Don’t get complacent
by digby
Via Matt Fuller at Huffington Post:
It’s important that everyone realizes that the Senate isn’t necessarily going to save the ACA. The worst outcome is a very real possibility:After the House passed its health care bill last week, Senators looked apt to take that dramatically conservative plan, stick it in a filing cabinet, and start over with a more moderate bill ― one that may never be able to pass the House on the way back.
But Democrats may overestimate the level of disagreement between the two chambers. And if the last two months have proved anything, it’s that we’re underestimating the ability of Republicans to accept a flawed bill in the name of winning.
We may also be surprised by what House conservatives could accept from the Senate.
House Freedom Caucus Chairman Mark Meadows (R-N.C.) has already been working with Senate Republicans on what changes House conservatives could live with, knowing that the Senate bill will probably undo some cuts to Medicaid and perhaps a key amendment that brought conservatives onboard in the first place.
“If it’s moving to the left, we just need to make sure we’re not losing too many conservative votes,” Meadows told HuffPost on Friday. “Obviously it’s going to get more relaxed as it relates to the Medicaid expansion.”
One massive change that House conservatives could accept, perhaps even welcome, is to ditch a dominant feature of the House replacement: the advance refundable tax credits.
Instead, conservatives may just take some changes to the Obamacare subsidies.
“The fundamental question is going to come down to the tax credit subsidy in place, or do they drop back to an Obamacare modified subsidy,” Meadows said.
All along, conservatives have insisted that the tax credits might be another entitlement program.
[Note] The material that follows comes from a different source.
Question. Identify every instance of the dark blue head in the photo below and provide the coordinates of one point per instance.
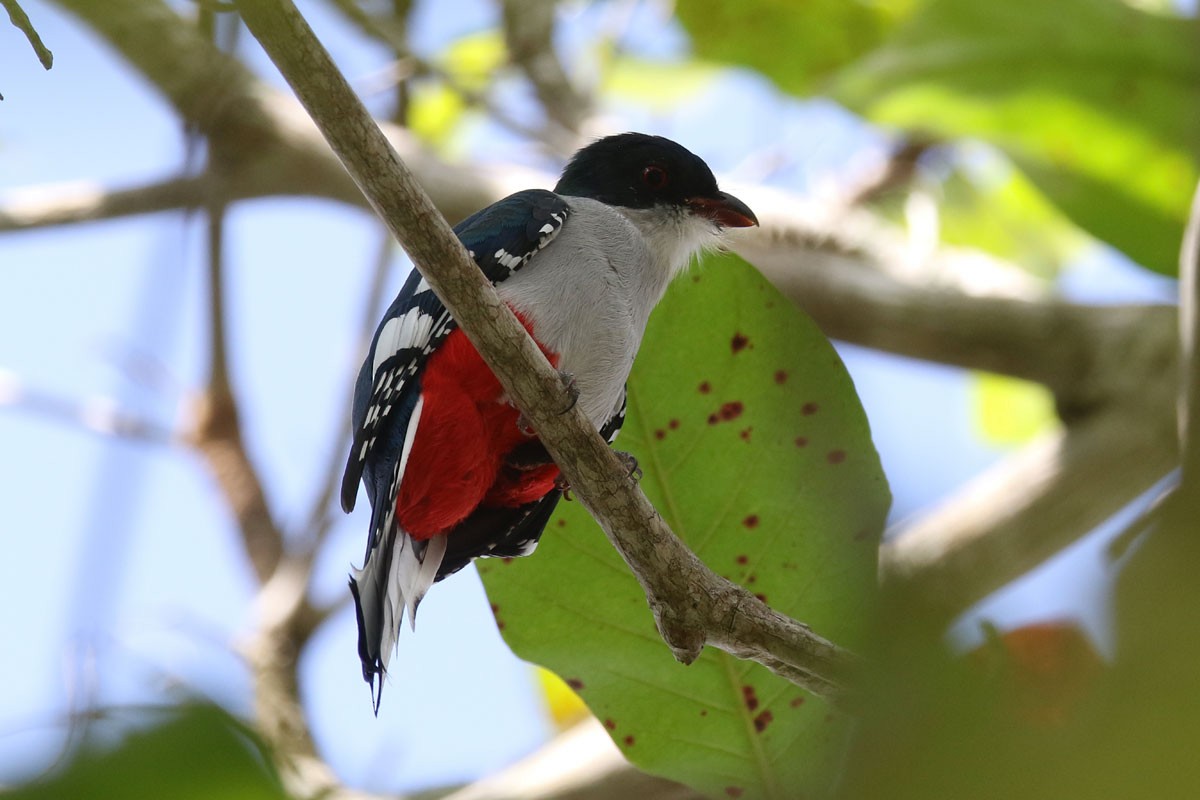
(635, 170)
But they were willing to accept that feature of the replacement because it could save money and was one of House Speaker Paul Ryan’s favorite health reform ideas. There was also a rider associated with the tax credits that prohibited those funds from going to purchase insurance plans that cover abortion.
That abortion provision looks apt to be removed in the Senate as a consequence of Republicans using a reconciliation bill. (The so-called Byrd rule subjects provisions without a real budgetary impact to a 60-vote threshold.) That could be a real problem for Republicans. A number of conservatives have told HuffPost they don’t see how a bill without a Hyde amendment rider ― which prohibits taxpayer funds from going toward abortions ― could get through the House.
Certainly, if conservatives want to hold the line on that issue, and if moderates remain opposed to what comes back from the Senate, there is a real chance Obamacare could be saved by conservatives who are unwilling to bend on abortion.
“It was made such a predicate,” Meadows said of the abortion rider and Republicans supporting the tax credits. “It’s not just the Freedom Caucus.”
The Senate looks like it will write a bill using the tax credits, potentially offering more assistance for seniors who could see their premiums skyrocket under the House bill, and potentially scaling back some of the tax credits for younger people.
“I’ve had discussions with Sen. [John] Thune [R-S.D.] on an idea to address tax credits for those in their 50s and 60s and the working poor, and he’s had some very thoughtful, meaningful ideas on how to address that that would certainly be accepted by conservatives, if that’s the direction the Senate decides to go,” Meadows said.
[…]Suffice it to say, on those wonkier but still significant points, the Senate has some leeway to make major changes. But if conservatives are going to draw a line on abortion, that could be a real problem ― the question is whether they would really derail a repeal and replacement of Obamacare over that issue.
I just have a sneaking suspicion that old Mitch will find a way to get that abortion stuff in there. The only thing that will stop it is if Mitch wants to tank this bill altogether because he knows he’ll lose the Senate next year. That’s certainly a possibility. But I wouldn’t underestimate McConnell’s ability to thread this needle if he wants to.
Oh, and the White House has placed the whole thing in his hands. It’s hard to imagine he didn’t give them some assurance that he could deliver a win to President Trump.